Re: Q: utrace_stop() && notification

Roland McGrath Thu, 16 Jul 2009 16:35:25 -0700

> If ->report_xxx() returns UTRACE_STOP the tracee will do utrace_stop
> eventually. But  how can the tracer know the tracee is already
> TASK_TRACED/->stopped?


We don't really have a way.  It is something we need to address better.
This is the most essential thing that made the old utrace-ptrace.patch a
temporary kludge rather than a good model.

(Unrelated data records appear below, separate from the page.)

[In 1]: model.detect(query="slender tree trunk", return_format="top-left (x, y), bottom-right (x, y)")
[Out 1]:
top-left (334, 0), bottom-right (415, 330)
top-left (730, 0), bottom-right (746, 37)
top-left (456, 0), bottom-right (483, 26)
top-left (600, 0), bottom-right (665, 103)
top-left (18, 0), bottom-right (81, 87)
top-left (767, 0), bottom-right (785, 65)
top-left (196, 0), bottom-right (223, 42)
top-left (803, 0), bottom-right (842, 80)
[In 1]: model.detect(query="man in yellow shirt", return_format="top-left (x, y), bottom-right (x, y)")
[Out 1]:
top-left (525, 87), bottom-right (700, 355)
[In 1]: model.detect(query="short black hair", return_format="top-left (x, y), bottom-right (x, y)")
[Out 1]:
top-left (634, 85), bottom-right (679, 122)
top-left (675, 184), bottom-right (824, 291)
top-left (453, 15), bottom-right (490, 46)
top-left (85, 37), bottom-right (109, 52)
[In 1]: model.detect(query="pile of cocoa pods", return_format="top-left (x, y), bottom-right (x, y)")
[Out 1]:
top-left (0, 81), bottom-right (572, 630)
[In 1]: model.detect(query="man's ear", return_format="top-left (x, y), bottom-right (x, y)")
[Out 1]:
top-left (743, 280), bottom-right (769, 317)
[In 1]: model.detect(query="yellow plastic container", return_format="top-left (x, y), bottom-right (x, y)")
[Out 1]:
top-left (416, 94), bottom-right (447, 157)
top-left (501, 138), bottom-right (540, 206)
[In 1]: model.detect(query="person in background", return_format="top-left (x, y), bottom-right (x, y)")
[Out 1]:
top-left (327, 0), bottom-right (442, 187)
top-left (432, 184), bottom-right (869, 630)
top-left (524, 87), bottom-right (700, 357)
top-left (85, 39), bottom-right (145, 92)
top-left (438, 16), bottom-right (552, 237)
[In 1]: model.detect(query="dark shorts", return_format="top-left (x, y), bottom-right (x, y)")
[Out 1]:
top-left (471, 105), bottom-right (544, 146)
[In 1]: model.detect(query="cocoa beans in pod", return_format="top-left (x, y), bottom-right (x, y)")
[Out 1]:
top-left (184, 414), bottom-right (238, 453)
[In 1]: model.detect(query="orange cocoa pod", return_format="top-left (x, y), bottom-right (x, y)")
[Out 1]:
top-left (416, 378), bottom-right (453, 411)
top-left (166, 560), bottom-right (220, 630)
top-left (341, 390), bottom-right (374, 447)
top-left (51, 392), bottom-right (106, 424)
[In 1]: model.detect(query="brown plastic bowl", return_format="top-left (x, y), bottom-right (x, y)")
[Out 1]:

> Looks like a horrible hack, imho. Utrace should know nothing about
> ptrace.

Agreed!

> Can't we do something like
[...]
>       +       // SPECIAL!!! must not block/etc
>       +       void (*notify_stopped)(...);

Part of the point about utrace is to make it easier not to foul up other
engines when your engine has a bug.  Many of the rules about well-behaved
callbacks have to be met by all engines or they will interfere; we can't
really avoid that reality when we call engines' code.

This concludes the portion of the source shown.